Que les dames d'Andenne, se
soient intéressées à ce saint homme au point de
lui assurer une sépulture
digne de sa vertu, et par la suite aient encouragé et soutenu le
culte de sa
renommée, on peut le croire. Mais sa vie fut peut-être
associée à celle de
sainte Begge postérieurement, ajoutant au culte de saint Mort
la célébrité du
monastère, et de cette manière, tirer profit du
rayonnement que les moniales
exerçaient sur la population. La date inscrite sur l'autel de la
chapelle de
saint Mort semble assez fantaisiste. Les récits les plus
anciens relatés plus
haut, ne font pas allusion à sainte Begge. Celle-ci serait
née vers 610. Ce
n'est que vers la fin de sa vie, en 691 que Begge fonde le
monastère d'Andenne,
pour décéder en 693 ou 694. Pour pouvoir associer
la vie de saint Mort à celle
des moniales d'Andenne, il semble que les dates mentionnées au XVIIe
siècle, par Philippe de
Saulcy, curé de
l'église Saint-Mort
à Huy, soient
plus réalistes. Il situe la naissance de saint Mort en l'an 698,
au
sein d'une
famille de charbonniers.

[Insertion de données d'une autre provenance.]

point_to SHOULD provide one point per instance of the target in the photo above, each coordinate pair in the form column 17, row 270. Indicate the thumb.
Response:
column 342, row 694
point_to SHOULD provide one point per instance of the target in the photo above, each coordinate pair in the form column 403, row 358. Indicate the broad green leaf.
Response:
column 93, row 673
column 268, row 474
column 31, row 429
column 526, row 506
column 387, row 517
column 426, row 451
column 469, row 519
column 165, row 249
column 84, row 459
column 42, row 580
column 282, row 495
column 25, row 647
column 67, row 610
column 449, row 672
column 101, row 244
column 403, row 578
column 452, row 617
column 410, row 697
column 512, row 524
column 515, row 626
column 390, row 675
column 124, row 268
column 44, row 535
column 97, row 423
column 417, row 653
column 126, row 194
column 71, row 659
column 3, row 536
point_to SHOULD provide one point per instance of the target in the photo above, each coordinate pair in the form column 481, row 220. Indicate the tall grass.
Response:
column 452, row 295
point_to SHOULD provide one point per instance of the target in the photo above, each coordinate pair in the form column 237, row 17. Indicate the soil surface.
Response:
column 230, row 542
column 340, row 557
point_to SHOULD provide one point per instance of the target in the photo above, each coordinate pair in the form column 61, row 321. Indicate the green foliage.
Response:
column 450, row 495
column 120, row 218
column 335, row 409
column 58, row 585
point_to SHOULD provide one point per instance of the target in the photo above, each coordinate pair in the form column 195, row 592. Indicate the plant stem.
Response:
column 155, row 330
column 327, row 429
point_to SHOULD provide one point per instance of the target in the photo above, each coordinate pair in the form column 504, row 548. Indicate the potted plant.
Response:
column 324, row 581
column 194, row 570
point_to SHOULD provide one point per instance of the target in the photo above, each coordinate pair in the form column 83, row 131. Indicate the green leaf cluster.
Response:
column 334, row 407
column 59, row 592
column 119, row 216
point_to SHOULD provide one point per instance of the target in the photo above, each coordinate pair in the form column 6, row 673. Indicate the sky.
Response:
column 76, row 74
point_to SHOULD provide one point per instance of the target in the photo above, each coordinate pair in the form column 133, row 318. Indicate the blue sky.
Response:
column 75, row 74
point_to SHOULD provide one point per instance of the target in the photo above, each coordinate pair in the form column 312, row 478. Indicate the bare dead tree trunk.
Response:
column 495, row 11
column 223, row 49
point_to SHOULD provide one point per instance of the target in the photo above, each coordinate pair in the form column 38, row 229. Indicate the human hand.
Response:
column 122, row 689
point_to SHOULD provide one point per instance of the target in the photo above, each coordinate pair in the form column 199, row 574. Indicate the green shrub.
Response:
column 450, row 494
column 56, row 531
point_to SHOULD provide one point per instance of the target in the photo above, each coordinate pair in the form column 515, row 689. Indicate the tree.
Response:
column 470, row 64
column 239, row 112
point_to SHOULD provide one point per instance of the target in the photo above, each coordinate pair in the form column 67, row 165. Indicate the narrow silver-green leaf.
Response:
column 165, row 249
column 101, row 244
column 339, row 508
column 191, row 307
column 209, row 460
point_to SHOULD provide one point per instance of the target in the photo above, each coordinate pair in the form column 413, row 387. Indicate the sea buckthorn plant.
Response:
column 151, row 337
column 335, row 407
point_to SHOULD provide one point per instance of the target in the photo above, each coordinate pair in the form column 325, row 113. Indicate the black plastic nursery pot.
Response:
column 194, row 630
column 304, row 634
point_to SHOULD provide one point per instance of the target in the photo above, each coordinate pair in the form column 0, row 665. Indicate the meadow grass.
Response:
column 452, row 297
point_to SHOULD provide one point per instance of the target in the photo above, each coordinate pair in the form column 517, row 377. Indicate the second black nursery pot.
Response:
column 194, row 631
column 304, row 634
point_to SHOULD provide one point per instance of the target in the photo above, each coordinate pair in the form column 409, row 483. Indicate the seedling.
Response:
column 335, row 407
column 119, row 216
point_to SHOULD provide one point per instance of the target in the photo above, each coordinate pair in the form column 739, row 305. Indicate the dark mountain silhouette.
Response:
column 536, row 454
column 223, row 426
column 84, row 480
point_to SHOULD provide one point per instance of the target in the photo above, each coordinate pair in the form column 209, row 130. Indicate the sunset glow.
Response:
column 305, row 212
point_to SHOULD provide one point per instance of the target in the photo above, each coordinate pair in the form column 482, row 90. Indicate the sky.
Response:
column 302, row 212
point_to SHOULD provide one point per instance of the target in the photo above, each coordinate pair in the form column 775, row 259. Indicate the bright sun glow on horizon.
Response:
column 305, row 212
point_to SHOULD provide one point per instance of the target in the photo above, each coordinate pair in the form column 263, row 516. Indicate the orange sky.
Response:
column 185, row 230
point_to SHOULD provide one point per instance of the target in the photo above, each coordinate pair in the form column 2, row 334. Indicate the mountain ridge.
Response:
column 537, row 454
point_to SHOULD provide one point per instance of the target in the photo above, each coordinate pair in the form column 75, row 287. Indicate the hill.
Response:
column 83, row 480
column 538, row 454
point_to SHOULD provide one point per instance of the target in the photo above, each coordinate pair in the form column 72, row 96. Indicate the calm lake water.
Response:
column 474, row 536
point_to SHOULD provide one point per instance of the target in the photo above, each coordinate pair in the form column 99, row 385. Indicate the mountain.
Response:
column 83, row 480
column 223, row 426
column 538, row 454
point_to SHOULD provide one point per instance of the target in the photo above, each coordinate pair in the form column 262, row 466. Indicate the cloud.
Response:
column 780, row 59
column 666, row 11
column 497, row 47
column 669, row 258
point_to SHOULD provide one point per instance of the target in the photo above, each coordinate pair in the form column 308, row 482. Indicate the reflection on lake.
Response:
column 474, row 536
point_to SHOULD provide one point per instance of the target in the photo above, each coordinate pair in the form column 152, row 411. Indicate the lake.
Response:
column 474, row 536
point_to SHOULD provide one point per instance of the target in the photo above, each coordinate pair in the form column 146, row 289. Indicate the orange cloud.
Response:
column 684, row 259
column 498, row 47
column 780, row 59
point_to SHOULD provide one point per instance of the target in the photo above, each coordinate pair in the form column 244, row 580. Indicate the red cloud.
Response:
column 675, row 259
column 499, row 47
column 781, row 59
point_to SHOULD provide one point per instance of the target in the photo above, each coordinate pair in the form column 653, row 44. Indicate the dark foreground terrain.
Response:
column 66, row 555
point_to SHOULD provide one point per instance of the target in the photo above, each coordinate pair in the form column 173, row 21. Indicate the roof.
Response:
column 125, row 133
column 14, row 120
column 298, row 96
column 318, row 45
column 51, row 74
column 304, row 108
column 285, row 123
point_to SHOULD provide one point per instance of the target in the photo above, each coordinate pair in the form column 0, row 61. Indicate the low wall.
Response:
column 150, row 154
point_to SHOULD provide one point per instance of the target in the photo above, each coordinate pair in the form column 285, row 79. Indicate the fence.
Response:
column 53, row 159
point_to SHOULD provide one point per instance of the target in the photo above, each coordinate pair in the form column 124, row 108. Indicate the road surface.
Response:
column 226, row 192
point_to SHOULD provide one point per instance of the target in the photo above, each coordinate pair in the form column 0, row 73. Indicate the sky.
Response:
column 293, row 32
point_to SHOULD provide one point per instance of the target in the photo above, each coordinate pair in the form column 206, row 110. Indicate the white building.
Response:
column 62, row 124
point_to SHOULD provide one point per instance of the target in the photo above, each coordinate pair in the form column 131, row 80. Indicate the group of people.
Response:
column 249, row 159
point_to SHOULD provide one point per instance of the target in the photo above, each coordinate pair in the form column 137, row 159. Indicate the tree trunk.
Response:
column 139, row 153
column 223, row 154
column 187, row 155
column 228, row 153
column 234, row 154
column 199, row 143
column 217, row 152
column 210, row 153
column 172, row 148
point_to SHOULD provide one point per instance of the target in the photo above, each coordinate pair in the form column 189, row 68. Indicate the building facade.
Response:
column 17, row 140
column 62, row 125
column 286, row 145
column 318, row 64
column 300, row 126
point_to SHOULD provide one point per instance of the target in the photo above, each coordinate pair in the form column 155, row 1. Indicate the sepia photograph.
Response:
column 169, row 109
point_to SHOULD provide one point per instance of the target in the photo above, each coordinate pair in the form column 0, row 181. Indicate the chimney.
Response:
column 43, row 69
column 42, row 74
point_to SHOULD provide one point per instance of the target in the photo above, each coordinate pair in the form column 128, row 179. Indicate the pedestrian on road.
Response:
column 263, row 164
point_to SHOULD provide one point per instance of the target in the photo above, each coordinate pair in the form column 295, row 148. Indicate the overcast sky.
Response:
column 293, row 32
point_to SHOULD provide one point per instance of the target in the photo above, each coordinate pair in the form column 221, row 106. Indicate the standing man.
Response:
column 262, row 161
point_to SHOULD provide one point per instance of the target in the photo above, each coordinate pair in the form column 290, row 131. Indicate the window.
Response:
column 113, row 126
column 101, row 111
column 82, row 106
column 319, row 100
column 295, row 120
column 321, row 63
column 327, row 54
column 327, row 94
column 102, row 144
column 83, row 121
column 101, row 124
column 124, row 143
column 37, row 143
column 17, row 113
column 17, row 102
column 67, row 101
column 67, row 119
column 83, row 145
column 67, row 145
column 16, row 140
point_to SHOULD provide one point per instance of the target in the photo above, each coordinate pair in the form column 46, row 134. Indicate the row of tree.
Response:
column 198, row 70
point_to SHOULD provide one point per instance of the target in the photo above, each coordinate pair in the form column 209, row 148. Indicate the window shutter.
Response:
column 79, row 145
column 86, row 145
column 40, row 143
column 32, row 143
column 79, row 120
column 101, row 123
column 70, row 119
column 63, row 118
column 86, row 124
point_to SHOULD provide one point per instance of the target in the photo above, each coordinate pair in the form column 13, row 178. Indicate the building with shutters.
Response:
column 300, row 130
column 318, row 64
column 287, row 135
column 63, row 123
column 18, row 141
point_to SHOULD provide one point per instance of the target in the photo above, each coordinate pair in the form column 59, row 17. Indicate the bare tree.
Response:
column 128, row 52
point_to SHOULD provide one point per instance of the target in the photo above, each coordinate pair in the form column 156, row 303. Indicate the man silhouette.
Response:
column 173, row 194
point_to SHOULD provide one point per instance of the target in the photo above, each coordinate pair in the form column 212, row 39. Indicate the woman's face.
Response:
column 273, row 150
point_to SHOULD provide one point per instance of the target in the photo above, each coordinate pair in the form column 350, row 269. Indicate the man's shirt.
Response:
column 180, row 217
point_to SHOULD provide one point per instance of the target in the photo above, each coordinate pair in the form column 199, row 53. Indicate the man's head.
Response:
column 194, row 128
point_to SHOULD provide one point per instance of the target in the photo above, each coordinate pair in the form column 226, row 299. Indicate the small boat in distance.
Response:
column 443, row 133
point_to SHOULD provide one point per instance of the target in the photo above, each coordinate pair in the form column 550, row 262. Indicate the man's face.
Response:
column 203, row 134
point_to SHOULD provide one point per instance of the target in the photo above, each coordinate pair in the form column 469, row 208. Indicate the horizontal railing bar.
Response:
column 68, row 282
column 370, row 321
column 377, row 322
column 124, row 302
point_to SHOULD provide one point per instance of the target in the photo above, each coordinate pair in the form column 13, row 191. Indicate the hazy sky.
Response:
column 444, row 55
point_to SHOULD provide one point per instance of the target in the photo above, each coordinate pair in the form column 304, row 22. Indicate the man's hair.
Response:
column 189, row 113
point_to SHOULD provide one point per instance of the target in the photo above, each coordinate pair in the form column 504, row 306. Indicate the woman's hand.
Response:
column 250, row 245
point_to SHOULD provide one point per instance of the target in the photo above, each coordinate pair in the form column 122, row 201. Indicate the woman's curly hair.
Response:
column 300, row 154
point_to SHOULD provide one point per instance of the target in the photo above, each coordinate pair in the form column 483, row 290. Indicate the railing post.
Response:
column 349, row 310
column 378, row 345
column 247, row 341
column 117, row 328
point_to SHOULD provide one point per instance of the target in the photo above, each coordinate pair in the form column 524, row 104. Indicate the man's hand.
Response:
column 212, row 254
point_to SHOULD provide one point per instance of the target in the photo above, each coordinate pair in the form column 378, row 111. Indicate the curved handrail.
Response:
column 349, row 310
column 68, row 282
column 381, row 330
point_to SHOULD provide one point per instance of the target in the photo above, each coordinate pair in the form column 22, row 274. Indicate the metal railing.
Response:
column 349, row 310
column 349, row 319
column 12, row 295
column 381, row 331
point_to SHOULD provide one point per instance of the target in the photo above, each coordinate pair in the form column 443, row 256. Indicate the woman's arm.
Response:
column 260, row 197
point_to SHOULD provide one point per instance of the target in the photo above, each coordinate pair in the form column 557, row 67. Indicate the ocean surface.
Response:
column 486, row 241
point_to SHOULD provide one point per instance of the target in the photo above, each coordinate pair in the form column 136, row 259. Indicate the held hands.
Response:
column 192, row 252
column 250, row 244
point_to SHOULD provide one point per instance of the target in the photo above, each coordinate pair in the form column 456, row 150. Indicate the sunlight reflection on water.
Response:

Mort décède l'an 778 à
l'âge de quatre-vingts ans,
après une vie d'ermite. Selon la légende, Mort
jeune-homme, devient gardien
des troupeaux de Begge et regrette
de ne pouvoir assister chaque matin à la messe. Au son de la
cloche du
monastère appelant les religieuses à l'office, Mort
s'agenouille au milieu
de son troupeau pour prier. Un jour, Begge lui demanda qui gardait les
bêtes,
puisqu'on le voyait chaque jour agenouillé près de
l'autel
à la messe. Voyant
son étonnement, Begge compris que par la grâce divine, le
garçon avait le don d'ubiquité, lui permettant
d'être présent dans deux endroits différents en
même temps. Pour que Mort ait
été au service de Begge vers 693 âgé d'une
vingtaine d'année, on devrait
idéalement situé sa naissance vers 673 et son
décès à quatre-vingt ans vers
753.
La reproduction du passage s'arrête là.